The Physics Behind Strong Magnetic Attraction
Magnetic attraction begins at the atomic level with the movement of electrons. Every electron behaves like a tiny magnet due to electron spin. In most materials, electrons are paired up, and the magnetic moment created by one spinning electron is canceled out by its partner spinning in the opposite direction.
Ferromagnetic elements possess unpaired electrons, meaning their magnetic moments do not cancel out, resulting in a net magnetic moment for each atom. These individual atomic magnetic moments spontaneously align themselves parallel within microscopic regions known as magnetic domains.

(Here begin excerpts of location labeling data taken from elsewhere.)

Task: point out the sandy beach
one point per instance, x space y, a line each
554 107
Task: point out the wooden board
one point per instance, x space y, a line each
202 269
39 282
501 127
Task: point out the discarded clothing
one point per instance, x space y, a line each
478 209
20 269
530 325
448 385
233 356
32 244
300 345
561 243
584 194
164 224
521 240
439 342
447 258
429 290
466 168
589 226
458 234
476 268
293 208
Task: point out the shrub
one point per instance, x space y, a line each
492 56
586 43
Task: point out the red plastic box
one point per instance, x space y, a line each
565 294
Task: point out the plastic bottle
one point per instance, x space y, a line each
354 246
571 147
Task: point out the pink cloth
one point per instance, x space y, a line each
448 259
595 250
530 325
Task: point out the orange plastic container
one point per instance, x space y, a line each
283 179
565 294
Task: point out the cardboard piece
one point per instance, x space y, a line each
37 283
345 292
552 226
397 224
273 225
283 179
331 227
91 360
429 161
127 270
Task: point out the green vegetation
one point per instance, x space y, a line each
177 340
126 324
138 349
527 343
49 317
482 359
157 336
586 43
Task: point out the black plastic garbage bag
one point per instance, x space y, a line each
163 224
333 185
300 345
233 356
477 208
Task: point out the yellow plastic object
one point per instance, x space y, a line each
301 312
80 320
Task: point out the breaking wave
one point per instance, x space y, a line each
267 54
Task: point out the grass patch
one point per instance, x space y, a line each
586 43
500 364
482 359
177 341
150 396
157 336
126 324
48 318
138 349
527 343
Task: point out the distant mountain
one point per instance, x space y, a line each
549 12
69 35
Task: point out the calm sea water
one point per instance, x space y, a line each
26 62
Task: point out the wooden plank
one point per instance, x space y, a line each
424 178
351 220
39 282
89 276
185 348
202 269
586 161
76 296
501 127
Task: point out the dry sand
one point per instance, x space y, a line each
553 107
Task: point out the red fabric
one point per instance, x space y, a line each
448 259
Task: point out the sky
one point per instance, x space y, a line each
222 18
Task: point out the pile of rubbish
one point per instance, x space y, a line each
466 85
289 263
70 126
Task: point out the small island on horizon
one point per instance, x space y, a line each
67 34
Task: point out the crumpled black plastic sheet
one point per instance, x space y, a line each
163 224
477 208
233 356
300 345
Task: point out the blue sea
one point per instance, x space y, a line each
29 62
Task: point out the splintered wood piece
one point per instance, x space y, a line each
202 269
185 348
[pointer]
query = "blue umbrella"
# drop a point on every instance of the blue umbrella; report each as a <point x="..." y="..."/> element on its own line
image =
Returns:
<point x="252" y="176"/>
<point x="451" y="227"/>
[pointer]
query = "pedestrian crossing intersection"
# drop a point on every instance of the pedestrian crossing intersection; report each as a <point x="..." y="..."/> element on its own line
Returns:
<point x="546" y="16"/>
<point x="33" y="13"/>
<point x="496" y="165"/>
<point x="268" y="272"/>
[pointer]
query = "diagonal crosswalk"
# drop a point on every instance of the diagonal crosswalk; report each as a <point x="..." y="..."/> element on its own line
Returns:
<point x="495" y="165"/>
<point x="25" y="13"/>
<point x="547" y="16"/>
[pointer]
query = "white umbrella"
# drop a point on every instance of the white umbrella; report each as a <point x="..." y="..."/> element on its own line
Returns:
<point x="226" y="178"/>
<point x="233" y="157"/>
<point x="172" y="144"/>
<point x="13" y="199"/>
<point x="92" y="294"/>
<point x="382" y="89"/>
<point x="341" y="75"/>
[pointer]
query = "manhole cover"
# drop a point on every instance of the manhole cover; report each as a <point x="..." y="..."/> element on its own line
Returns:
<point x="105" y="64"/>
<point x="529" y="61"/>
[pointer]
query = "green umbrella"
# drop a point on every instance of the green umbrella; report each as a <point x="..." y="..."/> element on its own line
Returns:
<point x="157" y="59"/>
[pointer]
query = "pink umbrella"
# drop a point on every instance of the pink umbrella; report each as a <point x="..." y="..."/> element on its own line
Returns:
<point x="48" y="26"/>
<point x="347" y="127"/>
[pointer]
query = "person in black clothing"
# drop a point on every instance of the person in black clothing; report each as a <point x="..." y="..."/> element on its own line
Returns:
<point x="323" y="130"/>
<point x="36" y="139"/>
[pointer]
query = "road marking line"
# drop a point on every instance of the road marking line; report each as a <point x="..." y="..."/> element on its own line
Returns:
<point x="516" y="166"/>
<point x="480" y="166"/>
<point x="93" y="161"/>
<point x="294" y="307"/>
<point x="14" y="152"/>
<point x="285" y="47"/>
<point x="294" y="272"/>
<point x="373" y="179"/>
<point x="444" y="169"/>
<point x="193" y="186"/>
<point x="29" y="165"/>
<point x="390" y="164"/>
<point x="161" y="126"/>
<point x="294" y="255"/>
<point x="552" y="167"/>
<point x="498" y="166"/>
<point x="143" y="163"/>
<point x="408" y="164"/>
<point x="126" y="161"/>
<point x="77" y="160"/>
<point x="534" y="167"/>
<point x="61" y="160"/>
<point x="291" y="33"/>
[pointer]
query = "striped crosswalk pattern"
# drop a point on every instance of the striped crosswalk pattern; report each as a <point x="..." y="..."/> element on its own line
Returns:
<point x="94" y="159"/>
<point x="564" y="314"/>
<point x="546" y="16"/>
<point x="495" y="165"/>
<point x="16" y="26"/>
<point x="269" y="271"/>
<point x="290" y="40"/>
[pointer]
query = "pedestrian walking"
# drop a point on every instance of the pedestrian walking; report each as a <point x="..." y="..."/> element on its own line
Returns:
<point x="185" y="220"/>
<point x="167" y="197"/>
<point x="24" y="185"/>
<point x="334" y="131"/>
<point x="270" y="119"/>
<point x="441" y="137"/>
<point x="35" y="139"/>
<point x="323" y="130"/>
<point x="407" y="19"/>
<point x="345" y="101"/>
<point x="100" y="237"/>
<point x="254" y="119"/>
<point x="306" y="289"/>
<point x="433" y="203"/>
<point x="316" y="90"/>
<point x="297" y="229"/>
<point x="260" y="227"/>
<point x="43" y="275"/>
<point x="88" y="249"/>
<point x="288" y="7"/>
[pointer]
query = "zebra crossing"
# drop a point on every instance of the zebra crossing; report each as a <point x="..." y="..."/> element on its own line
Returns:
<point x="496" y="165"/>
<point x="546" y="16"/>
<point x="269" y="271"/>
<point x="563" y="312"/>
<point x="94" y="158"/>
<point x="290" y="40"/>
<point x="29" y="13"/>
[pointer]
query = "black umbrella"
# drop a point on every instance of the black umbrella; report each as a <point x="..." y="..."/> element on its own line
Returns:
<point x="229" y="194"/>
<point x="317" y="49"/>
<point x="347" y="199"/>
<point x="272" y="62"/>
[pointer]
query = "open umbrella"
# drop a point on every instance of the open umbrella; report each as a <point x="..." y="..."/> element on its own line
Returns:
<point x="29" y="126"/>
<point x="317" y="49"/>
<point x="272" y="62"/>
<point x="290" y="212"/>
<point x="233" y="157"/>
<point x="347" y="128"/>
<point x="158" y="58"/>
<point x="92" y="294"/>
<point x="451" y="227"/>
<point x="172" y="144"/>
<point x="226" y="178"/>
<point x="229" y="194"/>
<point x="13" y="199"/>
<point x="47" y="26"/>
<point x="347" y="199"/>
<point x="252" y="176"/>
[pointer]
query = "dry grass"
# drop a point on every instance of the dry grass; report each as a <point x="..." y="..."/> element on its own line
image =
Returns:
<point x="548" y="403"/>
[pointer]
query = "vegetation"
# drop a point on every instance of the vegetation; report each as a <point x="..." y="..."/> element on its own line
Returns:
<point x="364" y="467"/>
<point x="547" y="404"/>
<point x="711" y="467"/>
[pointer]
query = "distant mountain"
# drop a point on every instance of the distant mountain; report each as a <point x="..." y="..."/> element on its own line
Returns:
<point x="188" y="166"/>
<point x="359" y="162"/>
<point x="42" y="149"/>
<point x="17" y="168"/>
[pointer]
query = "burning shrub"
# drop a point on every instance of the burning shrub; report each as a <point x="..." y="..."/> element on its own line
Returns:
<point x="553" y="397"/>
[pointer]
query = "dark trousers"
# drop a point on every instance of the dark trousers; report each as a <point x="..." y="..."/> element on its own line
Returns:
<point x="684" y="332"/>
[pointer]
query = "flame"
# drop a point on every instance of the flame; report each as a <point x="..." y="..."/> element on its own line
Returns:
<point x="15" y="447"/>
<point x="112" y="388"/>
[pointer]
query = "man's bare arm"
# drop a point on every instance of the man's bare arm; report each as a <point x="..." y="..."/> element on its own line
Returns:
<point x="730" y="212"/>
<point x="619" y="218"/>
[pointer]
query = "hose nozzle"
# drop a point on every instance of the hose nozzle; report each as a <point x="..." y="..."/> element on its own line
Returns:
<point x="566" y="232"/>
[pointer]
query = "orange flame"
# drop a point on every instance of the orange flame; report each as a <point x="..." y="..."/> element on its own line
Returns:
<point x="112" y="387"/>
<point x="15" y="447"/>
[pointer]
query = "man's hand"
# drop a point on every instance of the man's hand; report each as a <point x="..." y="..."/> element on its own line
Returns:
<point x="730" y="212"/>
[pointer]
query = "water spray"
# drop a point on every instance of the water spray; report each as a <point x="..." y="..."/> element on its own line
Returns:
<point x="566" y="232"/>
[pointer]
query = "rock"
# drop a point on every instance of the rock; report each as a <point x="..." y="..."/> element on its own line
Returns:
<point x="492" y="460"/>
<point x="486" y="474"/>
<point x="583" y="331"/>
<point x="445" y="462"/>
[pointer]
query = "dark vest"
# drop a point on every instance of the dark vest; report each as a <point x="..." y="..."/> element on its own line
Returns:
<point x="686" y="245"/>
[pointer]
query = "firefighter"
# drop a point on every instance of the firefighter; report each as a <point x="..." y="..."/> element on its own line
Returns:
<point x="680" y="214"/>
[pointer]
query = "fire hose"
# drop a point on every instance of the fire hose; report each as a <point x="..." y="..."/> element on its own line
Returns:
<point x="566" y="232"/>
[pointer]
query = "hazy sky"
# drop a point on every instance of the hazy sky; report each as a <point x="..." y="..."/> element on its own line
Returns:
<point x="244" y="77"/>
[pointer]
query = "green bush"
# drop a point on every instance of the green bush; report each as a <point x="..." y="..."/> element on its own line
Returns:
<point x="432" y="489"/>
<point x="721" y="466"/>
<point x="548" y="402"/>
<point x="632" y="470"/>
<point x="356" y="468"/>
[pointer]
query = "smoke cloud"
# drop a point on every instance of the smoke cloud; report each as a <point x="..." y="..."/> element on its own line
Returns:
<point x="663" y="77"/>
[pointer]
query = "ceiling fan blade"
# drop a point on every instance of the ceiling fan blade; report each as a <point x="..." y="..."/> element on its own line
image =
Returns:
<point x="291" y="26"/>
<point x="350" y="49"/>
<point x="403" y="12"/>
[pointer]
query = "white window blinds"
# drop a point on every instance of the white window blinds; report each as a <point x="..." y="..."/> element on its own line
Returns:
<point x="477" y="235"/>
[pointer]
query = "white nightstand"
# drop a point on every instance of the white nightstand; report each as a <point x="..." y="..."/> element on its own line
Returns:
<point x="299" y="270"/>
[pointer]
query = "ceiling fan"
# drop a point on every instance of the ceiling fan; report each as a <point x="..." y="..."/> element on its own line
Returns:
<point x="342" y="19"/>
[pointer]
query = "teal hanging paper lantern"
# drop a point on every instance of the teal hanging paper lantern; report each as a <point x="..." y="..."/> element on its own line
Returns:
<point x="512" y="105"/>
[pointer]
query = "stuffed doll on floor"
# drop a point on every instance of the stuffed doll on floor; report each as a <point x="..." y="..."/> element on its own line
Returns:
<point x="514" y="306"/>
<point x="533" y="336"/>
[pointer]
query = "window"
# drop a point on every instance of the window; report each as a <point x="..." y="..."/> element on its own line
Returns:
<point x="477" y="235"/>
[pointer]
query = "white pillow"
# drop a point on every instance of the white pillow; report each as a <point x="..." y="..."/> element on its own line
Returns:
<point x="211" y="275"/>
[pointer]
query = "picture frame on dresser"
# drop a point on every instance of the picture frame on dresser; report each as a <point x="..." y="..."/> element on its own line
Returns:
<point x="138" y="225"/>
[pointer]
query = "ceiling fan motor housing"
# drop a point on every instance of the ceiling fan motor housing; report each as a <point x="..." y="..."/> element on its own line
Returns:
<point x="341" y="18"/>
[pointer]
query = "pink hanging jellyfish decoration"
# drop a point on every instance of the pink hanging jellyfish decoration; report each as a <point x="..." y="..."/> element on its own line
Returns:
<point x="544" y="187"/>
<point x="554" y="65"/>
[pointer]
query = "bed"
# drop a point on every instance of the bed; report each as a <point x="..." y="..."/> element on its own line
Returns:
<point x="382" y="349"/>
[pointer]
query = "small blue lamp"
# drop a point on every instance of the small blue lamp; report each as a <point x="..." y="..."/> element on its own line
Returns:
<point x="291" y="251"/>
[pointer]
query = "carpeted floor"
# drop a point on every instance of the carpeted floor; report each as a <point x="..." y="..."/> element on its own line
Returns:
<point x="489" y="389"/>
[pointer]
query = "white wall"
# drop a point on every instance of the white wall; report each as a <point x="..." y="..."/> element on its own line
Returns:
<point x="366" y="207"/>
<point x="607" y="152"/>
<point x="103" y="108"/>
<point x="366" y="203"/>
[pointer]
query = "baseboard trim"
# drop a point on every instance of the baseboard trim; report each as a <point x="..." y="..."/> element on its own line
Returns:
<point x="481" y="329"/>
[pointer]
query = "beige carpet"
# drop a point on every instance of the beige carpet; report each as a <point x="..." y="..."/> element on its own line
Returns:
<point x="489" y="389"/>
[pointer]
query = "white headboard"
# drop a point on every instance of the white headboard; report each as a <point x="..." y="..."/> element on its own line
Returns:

Within a single domain, the magnetic field is intense because all the atomic spins point in the same direction. In an unmagnetized metal, the domains are oriented randomly, causing their magnetic fields to cancel each other out, resulting in no overall magnetic field. When an external magnet is brought near, the magnetic field exerts a torque that causes the domain walls to shift, forcing the individual domains to rotate and align with the external field. This alignment of already-magnetized domains creates the powerful force of attraction.
Why Most Metals Do Not Attract Magnets
Most metals, including common ones like aluminum, copper, gold, and silver, are not ferromagnetic and are not noticeably attracted to a magnet. These materials still interact with magnetic fields, but their response falls into two much weaker categories: paramagnetism and diamagnetism. The resulting force is so slight that it can only be measured with sensitive laboratory equipment.
Paramagnetic metals, such as aluminum, contain atoms with unpaired electrons that create small, temporary magnetic moments. When exposed to an external magnetic field, these moments weakly align with the field, resulting in a slight attraction. Unlike ferromagnetic materials, the magnetic moments in paramagnets become randomly oriented again as soon as the external field is removed due to thermal energy, meaning they cannot become permanent magnets.
Diamagnetic metals, which include copper and gold, have atoms where all electrons are paired, resulting in no permanent magnetic moment. When a magnetic field is applied, it induces a tiny magnetic moment that opposes the external field, causing a weak force of repulsion. Since diamagnetism is a property inherent to all matter, paramagnetism is only slightly stronger.